# Ziwipeak Question



## lulu'smom (Jan 4, 2012)

When I joined this forum, I was feeding Lulu Blue Buffalo. Shortly after reading many threads and discussing with new vet, I started feeding her boiled chicken, brown rice, a small portion of green beans and carrots. After about three weeks of this Lulu has started itching terribly. I am 99.9% positive it is not fleas. I have literally gone over her with a fine toothed comb and I cannot find one (although my vet says that does not mean they are not there--BAD fleas season here right now). My vet says she can also be having an alergic reaction to the chicken or the brown rice or some algeran in the air (great! insert eye roll) My question is this, I am now looking into Ziwipeak. If someone has 1 or 2 dogs and they are feeding the 2.2lb amount--how long does it last? Or what are the feeding amounts and how long per container? I am trying to figure out how much it cost as opposed to what I am doing now and I just can't tell what portion of the 2.2lb you would feed and how much. Thanks.


----------



## jesuschick (Dec 5, 2010)

My 3 go through a small bag in about 1 week. It depends on weight, age and activity level. 

Here is a link to a calculator that will help. If you give me her weight and which formula you wish to feed, I can help you know how much to feed her.

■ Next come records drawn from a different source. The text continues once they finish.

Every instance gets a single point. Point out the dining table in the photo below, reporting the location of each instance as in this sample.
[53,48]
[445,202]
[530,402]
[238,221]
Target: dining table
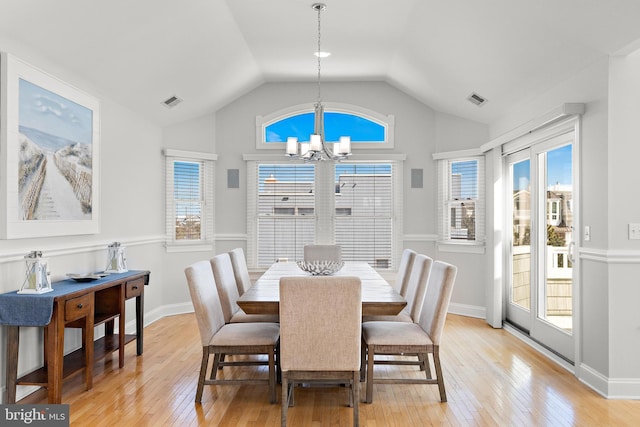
[378,296]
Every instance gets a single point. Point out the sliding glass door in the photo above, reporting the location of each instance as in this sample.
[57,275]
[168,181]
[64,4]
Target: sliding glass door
[540,216]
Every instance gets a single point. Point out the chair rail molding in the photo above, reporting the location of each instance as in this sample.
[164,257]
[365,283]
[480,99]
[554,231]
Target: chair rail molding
[81,247]
[614,256]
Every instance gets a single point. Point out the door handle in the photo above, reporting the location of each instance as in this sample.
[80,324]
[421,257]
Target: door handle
[570,250]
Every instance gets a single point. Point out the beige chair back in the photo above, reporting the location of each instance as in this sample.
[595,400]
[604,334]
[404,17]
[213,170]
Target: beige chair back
[436,301]
[323,253]
[206,301]
[226,285]
[406,262]
[240,270]
[320,323]
[416,286]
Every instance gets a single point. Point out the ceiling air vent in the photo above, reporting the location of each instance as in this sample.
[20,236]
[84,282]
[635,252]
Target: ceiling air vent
[476,99]
[171,102]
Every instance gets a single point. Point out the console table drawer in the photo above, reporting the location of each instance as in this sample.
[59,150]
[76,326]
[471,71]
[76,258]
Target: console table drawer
[76,308]
[134,288]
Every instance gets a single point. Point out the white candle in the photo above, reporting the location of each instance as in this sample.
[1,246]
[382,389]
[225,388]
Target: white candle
[315,143]
[345,145]
[292,146]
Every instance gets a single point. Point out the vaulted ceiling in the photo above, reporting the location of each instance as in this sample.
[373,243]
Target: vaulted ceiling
[209,52]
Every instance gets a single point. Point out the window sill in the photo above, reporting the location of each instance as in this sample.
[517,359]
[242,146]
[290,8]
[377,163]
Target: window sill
[188,247]
[459,247]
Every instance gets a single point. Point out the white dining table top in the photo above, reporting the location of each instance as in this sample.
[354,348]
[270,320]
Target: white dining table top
[378,296]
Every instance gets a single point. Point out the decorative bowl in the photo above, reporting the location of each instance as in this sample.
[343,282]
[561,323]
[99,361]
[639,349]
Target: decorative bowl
[320,268]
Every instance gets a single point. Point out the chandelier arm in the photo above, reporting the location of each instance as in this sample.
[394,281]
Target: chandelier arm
[318,152]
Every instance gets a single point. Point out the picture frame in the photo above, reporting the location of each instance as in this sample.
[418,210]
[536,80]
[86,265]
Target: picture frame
[49,154]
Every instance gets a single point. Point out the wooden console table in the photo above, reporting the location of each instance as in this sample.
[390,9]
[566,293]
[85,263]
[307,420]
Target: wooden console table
[71,305]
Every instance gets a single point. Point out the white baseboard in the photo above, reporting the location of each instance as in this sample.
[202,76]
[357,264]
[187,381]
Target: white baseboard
[130,328]
[611,388]
[468,310]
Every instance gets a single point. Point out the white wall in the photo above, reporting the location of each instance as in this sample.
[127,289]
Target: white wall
[131,192]
[419,132]
[623,208]
[609,329]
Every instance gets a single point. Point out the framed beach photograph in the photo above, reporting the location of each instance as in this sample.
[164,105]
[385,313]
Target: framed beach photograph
[49,154]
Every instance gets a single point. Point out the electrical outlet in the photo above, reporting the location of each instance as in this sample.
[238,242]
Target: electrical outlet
[634,231]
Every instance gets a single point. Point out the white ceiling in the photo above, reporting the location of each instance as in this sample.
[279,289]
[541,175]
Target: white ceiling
[208,52]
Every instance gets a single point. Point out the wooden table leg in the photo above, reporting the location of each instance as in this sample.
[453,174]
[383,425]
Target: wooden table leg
[139,322]
[89,346]
[55,354]
[11,374]
[121,331]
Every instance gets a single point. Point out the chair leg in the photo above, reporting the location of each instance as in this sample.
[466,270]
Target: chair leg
[278,369]
[370,356]
[284,401]
[424,364]
[203,373]
[363,361]
[355,391]
[213,375]
[436,362]
[216,365]
[272,376]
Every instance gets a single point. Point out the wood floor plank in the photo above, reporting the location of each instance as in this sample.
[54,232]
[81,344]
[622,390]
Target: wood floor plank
[492,379]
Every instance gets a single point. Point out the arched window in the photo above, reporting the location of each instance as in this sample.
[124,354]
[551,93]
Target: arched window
[366,128]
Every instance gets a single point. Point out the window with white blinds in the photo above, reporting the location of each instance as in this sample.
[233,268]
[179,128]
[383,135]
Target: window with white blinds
[286,211]
[189,200]
[461,212]
[363,212]
[354,205]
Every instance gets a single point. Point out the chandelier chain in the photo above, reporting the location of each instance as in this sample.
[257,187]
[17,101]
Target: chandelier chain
[319,52]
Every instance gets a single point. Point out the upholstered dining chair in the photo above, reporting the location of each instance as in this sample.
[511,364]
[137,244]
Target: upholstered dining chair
[323,253]
[320,324]
[404,268]
[219,338]
[415,290]
[240,270]
[422,338]
[228,291]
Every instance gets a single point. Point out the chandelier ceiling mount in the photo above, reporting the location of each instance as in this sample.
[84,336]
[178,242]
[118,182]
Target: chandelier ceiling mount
[317,148]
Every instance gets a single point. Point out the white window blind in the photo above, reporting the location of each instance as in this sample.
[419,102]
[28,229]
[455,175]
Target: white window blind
[461,212]
[363,212]
[286,211]
[189,201]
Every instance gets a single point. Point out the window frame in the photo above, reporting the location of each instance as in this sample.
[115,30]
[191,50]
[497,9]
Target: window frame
[325,201]
[207,179]
[446,203]
[386,121]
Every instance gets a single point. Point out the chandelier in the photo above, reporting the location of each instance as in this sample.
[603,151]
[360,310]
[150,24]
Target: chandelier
[317,148]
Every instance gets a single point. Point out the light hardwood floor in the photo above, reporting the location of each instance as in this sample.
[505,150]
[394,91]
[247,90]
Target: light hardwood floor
[492,379]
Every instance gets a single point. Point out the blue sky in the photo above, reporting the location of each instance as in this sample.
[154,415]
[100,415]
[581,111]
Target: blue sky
[335,126]
[558,169]
[53,114]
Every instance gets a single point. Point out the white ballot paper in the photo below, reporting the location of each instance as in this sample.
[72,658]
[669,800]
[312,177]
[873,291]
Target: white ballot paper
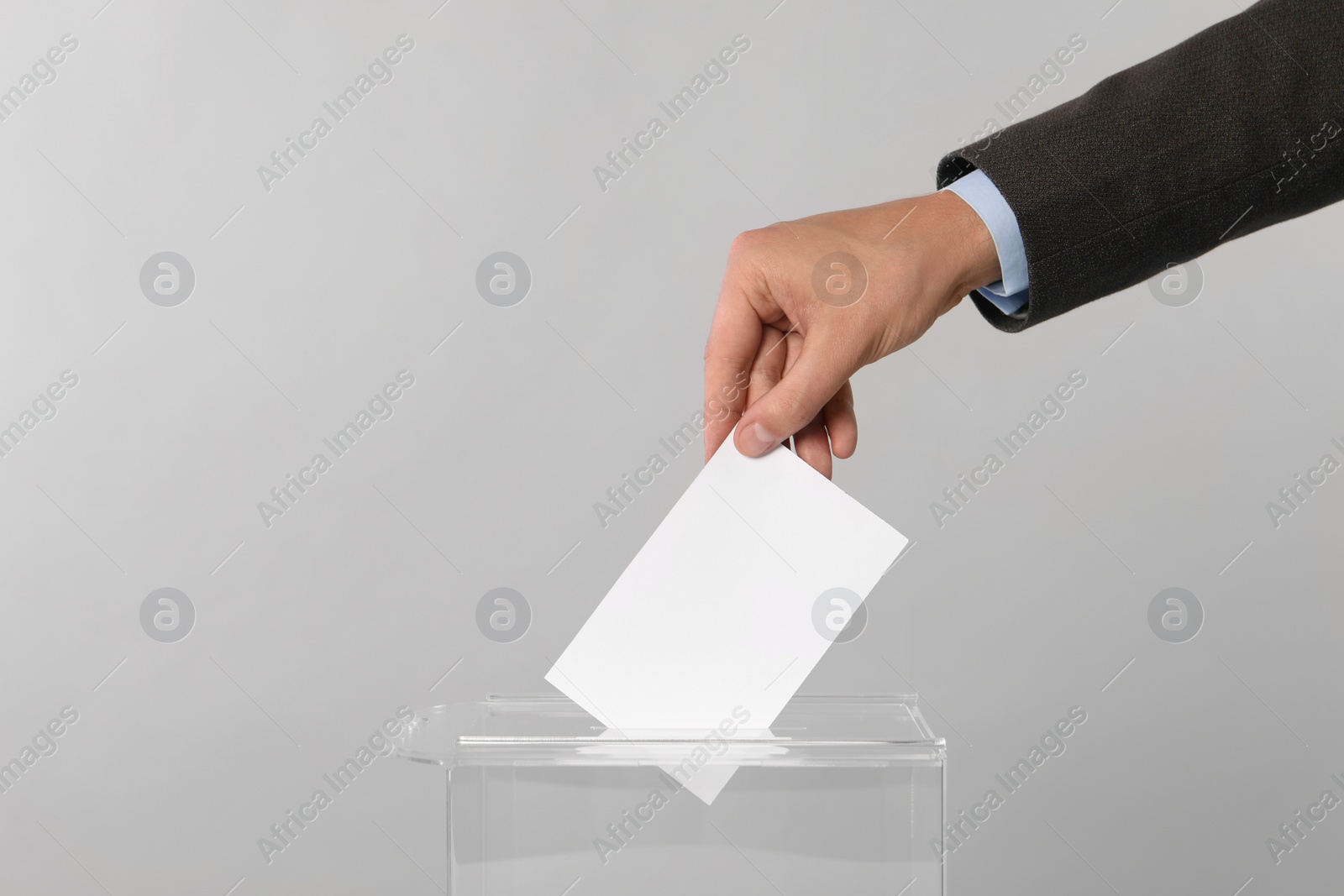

Perhaps then we can figure how long a bag would last you. 
http://www.chihuahua-people.com/chihuahua-diet-nutrition/65787-feeding-calculator-since-we-have-so-many-questions-about-how-much-feed.html
I think she is the size of my girls but I cannot remember if you will be feeding others.


----------



## lulu'smom (Jan 4, 2012)

Thanks, Karen, I hope Hope is doing well.


----------



## lulu'smom (Jan 4, 2012)

Karen, I don't know which to go with--I would think the lamb because that is what they have already eaten the most and I don't know if I should change them so radically, but I like the sound of the venison and fish because of the fish. Figure whichever one you think is best. Lulu weighs a little over 6 lbs now but I think she is a little overweight because of the recent food change. She should be around 5.5 lbs. Also, she is 4 yrs old and just not very active. She sleeps alot, but the new puppy does run her around the house (trying to get away from her). I'm gonna say mostly inactive with spurts of activity. Thank you so much for your help--math is NOT my forte and all this calculating gives me a headache.


----------



## jesuschick (Dec 5, 2010)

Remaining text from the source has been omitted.